El turnismo de las épocas es una corriente inexorable pero sobornable. Si lo haces bien, puedes lograr una prórroga, mantenerte un poco más en la colina. Guardiola estaba obsesionado con permanecer porque sabía bien que eso era lo más complicado, lo que marcaba la diferencia entre vencer y reinar. El pacto fáustico de la hegemonía dicta que por cada nueva semana en la élite toca descontar una pizca de aliento, una brizna de pelo en la cocorota. Don José Mourinho también lo sabe y por eso deja sus clubes como quien se aleja del lugar del crimen; victorioso, pero inevitablemente divorciado. Como no se puede ser Cánovas ni Sagasta por demasiado tiempo, de los méritos depende hacer de tu victoria un amor de verano o un romance duradero. Aunque todo acabe tarde o temprano.

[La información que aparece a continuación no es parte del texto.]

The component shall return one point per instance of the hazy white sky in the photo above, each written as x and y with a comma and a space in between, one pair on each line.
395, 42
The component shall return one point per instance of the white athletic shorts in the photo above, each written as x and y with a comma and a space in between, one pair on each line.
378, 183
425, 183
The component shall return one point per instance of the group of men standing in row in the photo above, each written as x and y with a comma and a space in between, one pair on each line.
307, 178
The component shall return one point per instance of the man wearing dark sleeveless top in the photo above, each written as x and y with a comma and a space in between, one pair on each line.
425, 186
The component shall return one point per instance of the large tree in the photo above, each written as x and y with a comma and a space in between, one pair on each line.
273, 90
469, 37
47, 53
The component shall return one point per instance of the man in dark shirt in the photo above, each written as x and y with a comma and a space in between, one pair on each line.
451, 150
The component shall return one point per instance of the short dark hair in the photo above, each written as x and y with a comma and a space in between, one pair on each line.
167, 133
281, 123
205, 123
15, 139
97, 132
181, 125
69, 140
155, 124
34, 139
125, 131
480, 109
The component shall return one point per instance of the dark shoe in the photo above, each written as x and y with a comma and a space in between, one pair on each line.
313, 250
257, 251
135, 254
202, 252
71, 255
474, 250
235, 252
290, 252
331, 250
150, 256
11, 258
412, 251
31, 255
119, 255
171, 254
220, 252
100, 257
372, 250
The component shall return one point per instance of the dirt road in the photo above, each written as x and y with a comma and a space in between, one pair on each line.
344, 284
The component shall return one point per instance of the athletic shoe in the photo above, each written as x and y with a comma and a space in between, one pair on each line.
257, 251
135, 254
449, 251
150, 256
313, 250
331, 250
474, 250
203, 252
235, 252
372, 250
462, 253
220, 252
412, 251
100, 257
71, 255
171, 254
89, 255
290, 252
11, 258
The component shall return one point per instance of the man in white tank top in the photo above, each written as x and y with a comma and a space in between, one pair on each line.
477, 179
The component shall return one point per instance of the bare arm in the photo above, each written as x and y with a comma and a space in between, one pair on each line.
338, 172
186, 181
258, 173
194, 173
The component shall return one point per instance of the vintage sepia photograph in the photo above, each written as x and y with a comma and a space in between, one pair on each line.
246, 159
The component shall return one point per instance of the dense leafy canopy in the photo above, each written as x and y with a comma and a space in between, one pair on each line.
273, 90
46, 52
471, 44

Los ocho puntos entre el campeón y subcampeón de Liga no son ninguna casualidad, pero sí espejo engañoso del estado de las hegemonías. Lo dicen los Clásicos. La nostalgia pellizca poderosa cuando se contempla el centro del campo del Madrid sin Pepe segando los tobillos, añadido al eje central para intimidar como el hombre del saco. El Real Madrid ya no juega como si fuera a perder, ni el Barça saca el cuarteto de cuerda como quien echa un concienzudo pitillo de noventa minutos. Donde había complejo ahora hay determinación, y donde había una apuesta ciega por una partitura –la culé– ahora los asuntos se resuelven con furia y temor, en un estado lógico de desorientación tras los seis meses del Pep cansado y consumido y la venida de la incógnita Tito Vilanova. La marea victoriosa de Mourinho es irresistible, pero viene a golpear al Barça justo cuando las dudas más arrecian, cuando la guardia está cambiando de turno. El resultado es un Madrid pujante y un Barcelona que gestiona sus lances litigando con su propio orgullo y su calidad espontánea, que se tienta la ropa buscando como puede las sensaciones del dominio perdido.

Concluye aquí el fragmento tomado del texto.